Body Issues May 22, 2009Posted by Lauren Cooke in Depression, Life, Chatter & Politics.
Tags: confidence, Depression, Life, relationships, self belief, Self-esteem, unhappiness
Today (and for the past few days) I have been having to deal with a massive wave of body self loathing. I’m not my biggest fan at the best of times, so periods like this are especially hard to deal with. It is particularly difficult when I am having to pack skimpy summer outfits and think about bikinis.
My own illogicality is starting to wind Ben up. He spends so much of his time trying to reassure me, as I cry and berate and beat myself up about the imaginary lumps bumps and horrible self I see before me. I wonder if he is close to giving up on me, as silly and self-destructive and miserable as I am. Since we first started going out I have been systematically trying to find reasons we shouldn’t be together, reasons why he shouldn’t like me, ways to push him away and banish him to the realms of good memories – things that didn’t last. Luckily for me he is a stunningly (annoyingly) resilient fellow, battered down by little and stubborn enough to beat even me. Now, however, my inability to see the good things – the holiday, the sun, the fact we are happy and both have good lives – seems to be digging away at him.
I would love to stop, and become the loving and enthusiastic girl that resides underneath this self-hating exterior. Unfortunately, currently, this girl is trapped. I don’t have the foggiest idea how to draw her out, and sense a metaphorical carrot (preferable dipped in chocolate) is needed. I need a healthy dose of unpoisoned reality, a harsh look in the mirror at what I have become.
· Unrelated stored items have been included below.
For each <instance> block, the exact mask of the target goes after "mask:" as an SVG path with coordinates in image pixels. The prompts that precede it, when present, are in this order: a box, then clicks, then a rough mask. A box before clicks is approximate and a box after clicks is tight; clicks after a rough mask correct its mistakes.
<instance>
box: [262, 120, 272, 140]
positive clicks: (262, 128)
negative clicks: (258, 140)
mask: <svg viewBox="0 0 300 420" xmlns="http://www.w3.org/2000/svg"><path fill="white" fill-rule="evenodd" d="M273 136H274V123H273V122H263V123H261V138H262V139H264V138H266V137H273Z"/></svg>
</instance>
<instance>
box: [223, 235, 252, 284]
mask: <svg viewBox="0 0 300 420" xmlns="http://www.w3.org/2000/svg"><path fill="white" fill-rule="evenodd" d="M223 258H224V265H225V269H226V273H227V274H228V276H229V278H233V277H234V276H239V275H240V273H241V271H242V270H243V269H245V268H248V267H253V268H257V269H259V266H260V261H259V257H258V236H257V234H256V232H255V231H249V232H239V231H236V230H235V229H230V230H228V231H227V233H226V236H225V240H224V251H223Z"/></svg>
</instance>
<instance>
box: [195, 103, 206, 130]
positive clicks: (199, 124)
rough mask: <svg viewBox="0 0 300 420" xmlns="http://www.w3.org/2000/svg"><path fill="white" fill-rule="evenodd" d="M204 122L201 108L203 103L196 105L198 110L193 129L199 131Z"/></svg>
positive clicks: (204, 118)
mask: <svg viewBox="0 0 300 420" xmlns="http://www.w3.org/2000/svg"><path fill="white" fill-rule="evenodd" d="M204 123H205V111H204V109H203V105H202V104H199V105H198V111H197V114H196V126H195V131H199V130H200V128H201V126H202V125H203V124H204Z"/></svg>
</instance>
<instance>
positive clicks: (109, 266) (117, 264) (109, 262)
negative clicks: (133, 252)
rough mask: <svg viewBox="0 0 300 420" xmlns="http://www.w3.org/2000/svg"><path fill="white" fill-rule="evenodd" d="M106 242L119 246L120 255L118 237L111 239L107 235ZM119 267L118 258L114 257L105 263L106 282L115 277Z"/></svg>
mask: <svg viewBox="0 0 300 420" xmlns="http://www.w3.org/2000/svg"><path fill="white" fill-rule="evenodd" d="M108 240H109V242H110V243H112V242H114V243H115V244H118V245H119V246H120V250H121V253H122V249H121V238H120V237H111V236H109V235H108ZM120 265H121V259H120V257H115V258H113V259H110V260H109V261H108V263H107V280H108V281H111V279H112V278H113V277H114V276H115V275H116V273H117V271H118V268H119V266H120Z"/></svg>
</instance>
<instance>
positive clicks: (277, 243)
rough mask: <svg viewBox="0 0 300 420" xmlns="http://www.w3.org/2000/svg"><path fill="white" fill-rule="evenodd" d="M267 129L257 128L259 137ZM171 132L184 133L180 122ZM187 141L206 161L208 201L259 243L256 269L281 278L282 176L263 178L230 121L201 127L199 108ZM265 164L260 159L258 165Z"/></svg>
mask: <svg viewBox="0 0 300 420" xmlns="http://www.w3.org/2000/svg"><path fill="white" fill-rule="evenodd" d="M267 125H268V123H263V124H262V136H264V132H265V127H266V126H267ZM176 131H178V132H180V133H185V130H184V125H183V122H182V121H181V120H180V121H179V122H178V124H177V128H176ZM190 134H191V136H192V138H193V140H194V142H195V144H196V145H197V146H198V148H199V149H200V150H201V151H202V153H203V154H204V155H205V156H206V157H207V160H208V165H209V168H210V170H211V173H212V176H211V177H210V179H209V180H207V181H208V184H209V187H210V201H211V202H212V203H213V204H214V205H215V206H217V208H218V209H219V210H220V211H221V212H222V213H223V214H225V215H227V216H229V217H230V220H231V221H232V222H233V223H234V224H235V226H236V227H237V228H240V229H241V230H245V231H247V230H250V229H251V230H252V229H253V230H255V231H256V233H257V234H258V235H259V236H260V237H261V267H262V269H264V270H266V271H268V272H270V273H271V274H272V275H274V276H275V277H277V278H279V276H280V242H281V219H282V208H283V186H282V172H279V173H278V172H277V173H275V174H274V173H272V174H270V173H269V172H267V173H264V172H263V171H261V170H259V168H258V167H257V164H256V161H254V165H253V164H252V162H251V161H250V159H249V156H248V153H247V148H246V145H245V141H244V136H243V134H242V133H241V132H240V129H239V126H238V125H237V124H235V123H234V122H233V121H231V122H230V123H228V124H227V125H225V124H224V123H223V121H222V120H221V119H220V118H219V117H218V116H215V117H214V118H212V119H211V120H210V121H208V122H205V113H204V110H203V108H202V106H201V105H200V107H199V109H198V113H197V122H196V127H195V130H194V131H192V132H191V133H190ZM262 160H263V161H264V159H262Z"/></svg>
The facts? I’m reasonable looking (more so once I finally get my hair cut, it’s currently at a kink outwards stage… I can see it marching along. Kink Out! Kink Out! DO NOT LET THE BRUSH DEFEAT YOU!), have a reasonable-to-good body, have friends (although I am very lonely at the moment), have a boyfriend who loves me and a work where I am interested most of the time. I just can’t see it!
Sorry everyone, a miserable post today. But I needed to vent, to put my feelings down on paper and have a whine about it. I just hope that over the weekend I manage to do something about the self-hate that is damaging me, before it gets beyond repair.